La caisse ne conteste pas l'absence de communication de cet audiogramme à l'employeur dans le cadre de l'instruction du dossier de maladie professionnelle, alors même que les modalités de constat du déficit audiométrique sont un élément constitutif de la maladie inscrite au tableau 42 et qu'il appartient à la caisse de démontrer que la pathologie déclarée est conforme à celle décrite au tableau (civ. 2e 19 septembre 2019 n° 18-19993 P), et que l'audiogramme étant un élément constitutif de la maladie au même titre que le certificat médical initial, il n'est pas soumis au secret médical (civ 2e 11 octobre 2018 n° 17-18.901).
Par ailleurs, le certificat médical initial du docteur [G], ORL, du 28 janvier 2020 précise que « le bilan auditif effectué au moyen d'un audiogramme calibré dans une cabine insonorisée chez un patient n'ayant pas été exposé au bruit depuis plus de 72 heures nous permet de mettre en évidence une surdité perceptionnelle bilatérale importante avec une perte calculée selon le barème officiel de 36% au niveau de l'oreille droite et de 30% au niveau de l'oreille gauche. L'audiométrie vocale confirme les données de l'audiométrie tonale »
Il en résulte que le diagnostic d'hypoacousie a été réalisé dans des conditions conformes aux exigences du tableau n° 42 des maladies professionnelles.
Néanmoins, la perte auditive est évaluée en pourcentage, alors que le tableau n° 42 prévoit qu'elle doit être mesurée en décibels et en fonction de diverses fréquences.
En conséquence, le certificat médical initial ne permet pas de vérifier que les conditions du tableau relatives à la maladie sont remplies.
Enfin, la caisse, sur laquelle pèse la charge de la preuve de la réunion des conditions du tableau, ne produisant pas l'audiogramme à l'instance, elle est mal fondée à solliciter une expertise médicale aux fins de déterminer que la maladie de monsieur [I] est bien celle visée au tableau n°42 des maladies professionnelles, une telle mesure ne pouvant suppléer la carence des parties dans l'administration de la preuve.
En conséquence, la décision du 23 décembre 2020 de reconnaissance du caractère professionnel de la maladie de monsieur [U] [I] du 28 janvier 2020 sera déclarée inopposable à la SAS [5] et le jugement sera infirmé en toutes ses dispositions.

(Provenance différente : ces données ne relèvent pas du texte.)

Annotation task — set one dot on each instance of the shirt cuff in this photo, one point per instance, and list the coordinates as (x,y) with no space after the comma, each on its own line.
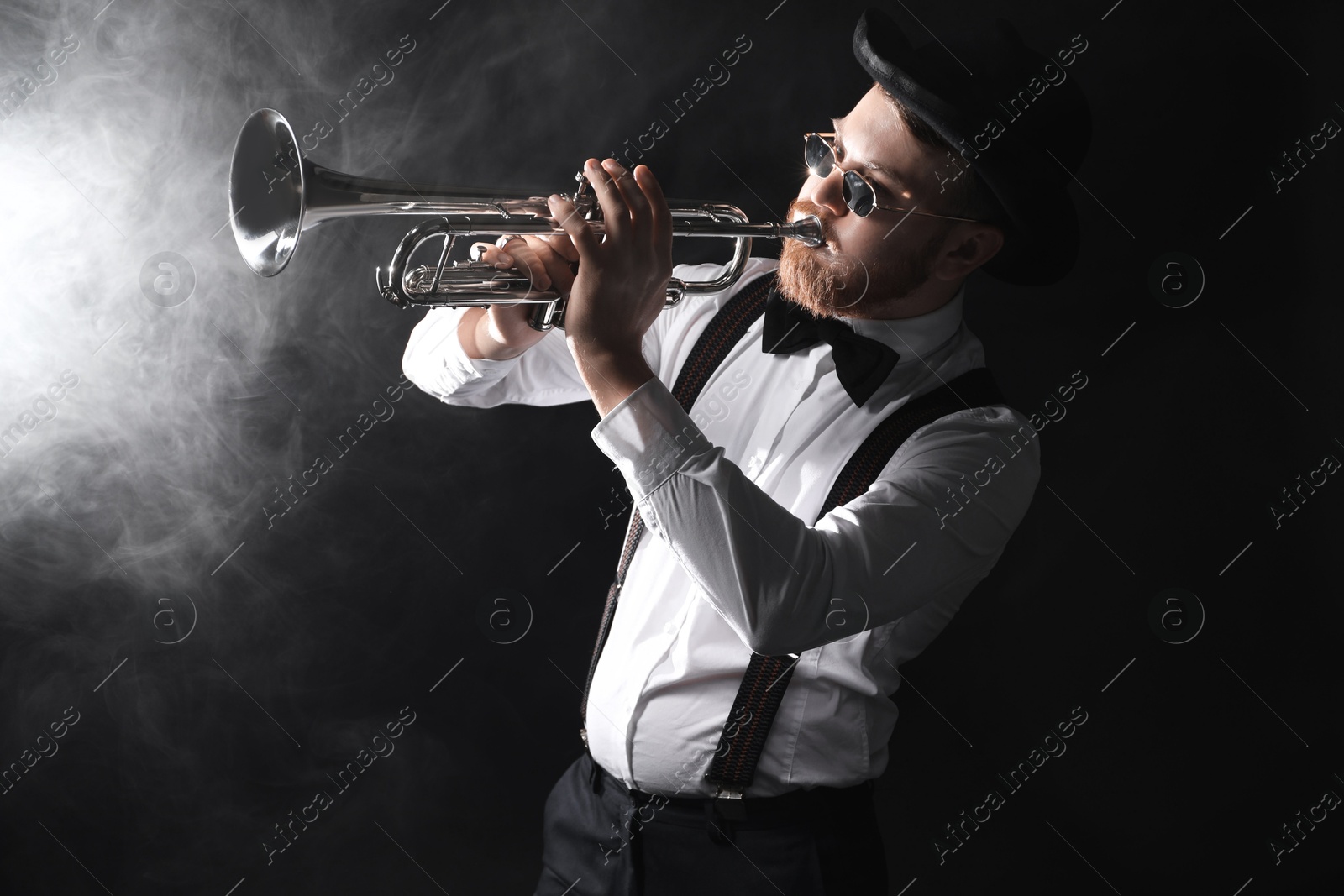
(649,437)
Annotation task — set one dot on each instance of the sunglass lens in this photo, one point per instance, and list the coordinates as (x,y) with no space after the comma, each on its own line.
(858,195)
(817,156)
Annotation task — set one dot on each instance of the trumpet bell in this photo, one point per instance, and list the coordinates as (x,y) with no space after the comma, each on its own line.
(266,192)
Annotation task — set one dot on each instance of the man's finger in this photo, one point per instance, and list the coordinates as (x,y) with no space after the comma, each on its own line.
(561,244)
(526,261)
(659,211)
(631,192)
(615,212)
(577,228)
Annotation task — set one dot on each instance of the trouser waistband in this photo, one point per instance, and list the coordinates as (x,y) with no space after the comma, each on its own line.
(796,806)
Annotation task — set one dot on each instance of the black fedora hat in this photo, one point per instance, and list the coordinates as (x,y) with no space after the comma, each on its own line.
(1015,114)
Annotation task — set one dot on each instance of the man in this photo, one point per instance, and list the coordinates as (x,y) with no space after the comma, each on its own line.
(732,571)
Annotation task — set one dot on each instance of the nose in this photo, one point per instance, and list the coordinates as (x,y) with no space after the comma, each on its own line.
(828,192)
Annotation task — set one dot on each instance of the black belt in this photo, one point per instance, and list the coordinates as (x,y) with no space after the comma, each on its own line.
(795,806)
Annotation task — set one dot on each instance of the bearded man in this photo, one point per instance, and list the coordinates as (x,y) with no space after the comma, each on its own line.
(819,452)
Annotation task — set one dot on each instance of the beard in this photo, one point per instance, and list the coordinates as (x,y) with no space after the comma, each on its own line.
(827,281)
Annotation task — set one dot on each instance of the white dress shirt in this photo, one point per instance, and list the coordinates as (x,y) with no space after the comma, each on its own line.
(732,562)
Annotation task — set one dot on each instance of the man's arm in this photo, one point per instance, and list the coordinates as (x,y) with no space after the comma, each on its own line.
(785,586)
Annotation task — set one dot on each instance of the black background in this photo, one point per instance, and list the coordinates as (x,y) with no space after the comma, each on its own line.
(362,598)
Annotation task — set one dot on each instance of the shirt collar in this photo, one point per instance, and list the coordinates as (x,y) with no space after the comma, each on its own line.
(913,338)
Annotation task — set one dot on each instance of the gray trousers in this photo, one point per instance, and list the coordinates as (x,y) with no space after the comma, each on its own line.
(601,839)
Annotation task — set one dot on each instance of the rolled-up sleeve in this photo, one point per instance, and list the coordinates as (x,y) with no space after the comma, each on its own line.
(436,362)
(931,527)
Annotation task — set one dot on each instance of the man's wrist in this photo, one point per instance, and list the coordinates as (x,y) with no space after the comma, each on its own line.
(611,374)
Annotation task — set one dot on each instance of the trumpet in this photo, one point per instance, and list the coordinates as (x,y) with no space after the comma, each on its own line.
(276,194)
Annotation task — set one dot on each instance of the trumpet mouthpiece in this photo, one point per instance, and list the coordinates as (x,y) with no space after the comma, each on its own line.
(806,230)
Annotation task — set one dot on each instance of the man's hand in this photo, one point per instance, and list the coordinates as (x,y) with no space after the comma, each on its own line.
(622,281)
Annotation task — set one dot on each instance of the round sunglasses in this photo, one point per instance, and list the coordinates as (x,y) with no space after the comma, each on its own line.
(859,194)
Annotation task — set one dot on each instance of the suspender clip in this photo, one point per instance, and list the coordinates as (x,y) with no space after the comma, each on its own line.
(727,802)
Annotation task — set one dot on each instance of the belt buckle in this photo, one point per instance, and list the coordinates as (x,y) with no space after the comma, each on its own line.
(727,802)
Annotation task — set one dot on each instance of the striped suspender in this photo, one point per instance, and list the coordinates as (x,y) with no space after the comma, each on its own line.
(766,679)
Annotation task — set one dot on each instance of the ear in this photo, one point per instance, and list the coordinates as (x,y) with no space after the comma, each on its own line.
(967,248)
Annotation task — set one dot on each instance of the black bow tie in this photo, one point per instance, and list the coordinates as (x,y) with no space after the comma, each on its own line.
(862,363)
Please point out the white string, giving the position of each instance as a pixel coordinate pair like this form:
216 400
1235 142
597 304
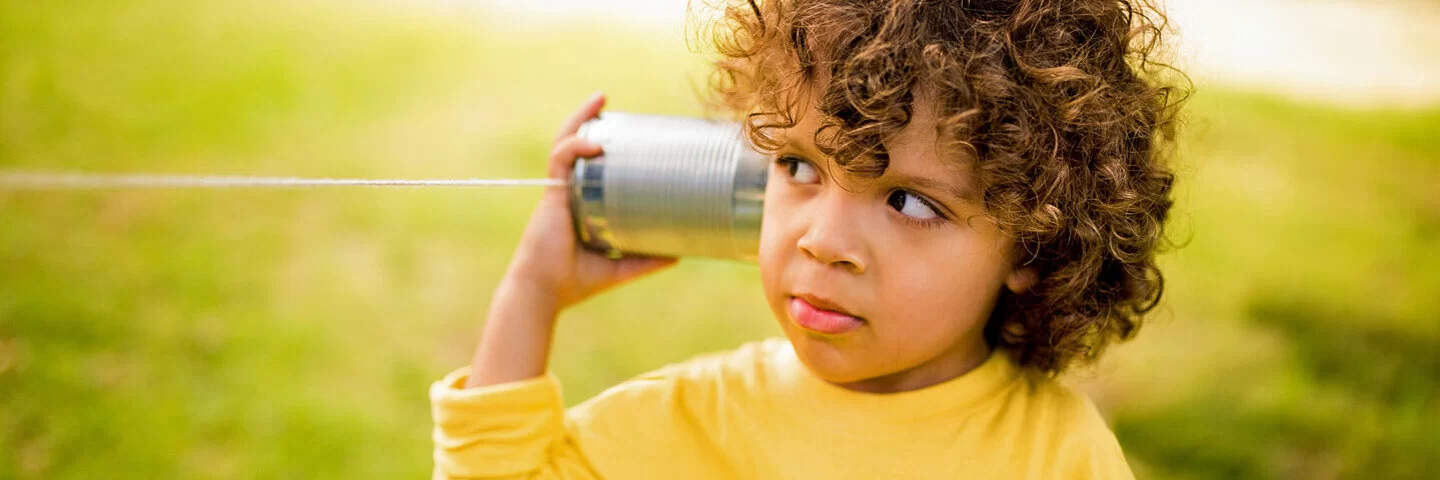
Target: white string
87 180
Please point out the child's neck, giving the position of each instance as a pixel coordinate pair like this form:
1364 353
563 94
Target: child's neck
949 365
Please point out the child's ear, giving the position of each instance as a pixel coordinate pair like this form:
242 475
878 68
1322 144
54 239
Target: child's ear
1021 278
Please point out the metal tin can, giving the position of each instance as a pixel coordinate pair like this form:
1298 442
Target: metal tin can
668 186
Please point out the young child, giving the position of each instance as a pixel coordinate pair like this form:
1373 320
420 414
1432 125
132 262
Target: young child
965 201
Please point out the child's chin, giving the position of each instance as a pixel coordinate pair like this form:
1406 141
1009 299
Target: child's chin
831 362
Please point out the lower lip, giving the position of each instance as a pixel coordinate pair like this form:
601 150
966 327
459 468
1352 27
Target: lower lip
820 320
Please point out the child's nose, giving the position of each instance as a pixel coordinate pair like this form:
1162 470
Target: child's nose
834 235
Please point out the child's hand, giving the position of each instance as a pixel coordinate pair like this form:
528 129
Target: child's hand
549 271
549 260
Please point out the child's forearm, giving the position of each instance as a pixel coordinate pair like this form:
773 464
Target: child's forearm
517 335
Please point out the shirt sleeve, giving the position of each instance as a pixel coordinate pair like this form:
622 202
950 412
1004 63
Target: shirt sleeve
1093 453
511 430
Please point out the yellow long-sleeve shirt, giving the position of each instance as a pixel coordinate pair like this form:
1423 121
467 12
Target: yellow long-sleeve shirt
758 412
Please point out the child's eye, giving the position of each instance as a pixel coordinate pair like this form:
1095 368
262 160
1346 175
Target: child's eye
910 205
799 170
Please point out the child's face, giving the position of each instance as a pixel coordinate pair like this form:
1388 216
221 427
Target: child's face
907 255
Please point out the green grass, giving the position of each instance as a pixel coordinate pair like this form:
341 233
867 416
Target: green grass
294 333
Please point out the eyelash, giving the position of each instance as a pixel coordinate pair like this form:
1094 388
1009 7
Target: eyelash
941 218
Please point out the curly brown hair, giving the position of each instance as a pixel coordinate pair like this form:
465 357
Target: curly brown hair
1063 107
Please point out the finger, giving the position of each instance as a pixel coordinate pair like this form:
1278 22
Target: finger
635 267
563 154
589 110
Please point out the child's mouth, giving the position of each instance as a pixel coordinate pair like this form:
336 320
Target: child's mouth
820 320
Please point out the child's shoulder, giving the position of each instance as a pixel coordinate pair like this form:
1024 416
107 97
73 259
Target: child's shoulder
1064 410
702 378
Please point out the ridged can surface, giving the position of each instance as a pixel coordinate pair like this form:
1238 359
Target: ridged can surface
668 186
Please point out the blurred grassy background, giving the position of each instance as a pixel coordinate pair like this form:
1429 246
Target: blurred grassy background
294 333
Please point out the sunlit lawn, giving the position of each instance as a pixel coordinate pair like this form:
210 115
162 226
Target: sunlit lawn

Sur les frais irrépétibles et les dépens :
La caisse primaire d'assurance maladie de Meurthe et Moselle succombant, elle sera condamnée aux dépens de première instance et d'appel.
PAR CES MOTIFS,
La cour, chambre sociale, statuant par arrêt contradictoire mis à disposition au greffe, après débats en audience publique et après en avoir délibéré,
INFIRME le jugement RG 21/150 du 1er juin 2022 du pôle social du tribunal judiciaire de Nancy en toutes ses dispositions,
Statuant à nouveau,
DIT que la décision du 23 décembre 2020 de reconnaissance du caractère professionnel de la maladie du 28 janvier 2020 de monsieur [U] [I] est inopposable à la SAS [5],
Y ajoutant,
CONDAMNE la caisse primaire d'assurance maladie de Meurthe et Moselle aux entiers dépens de première instance et d'appel.
Ainsi prononcé par mise à disposition de l'arrêt au greffe de la cour, les parties en ayant été préalablement avisées dans les conditions prévues au deuxième alinéa de l'article 450 du code de procédure civile.
Et signé par Monsieur Guerric HENON, Président de Chambre, et par Madame Clara TRICHOT BURTE, Greffier.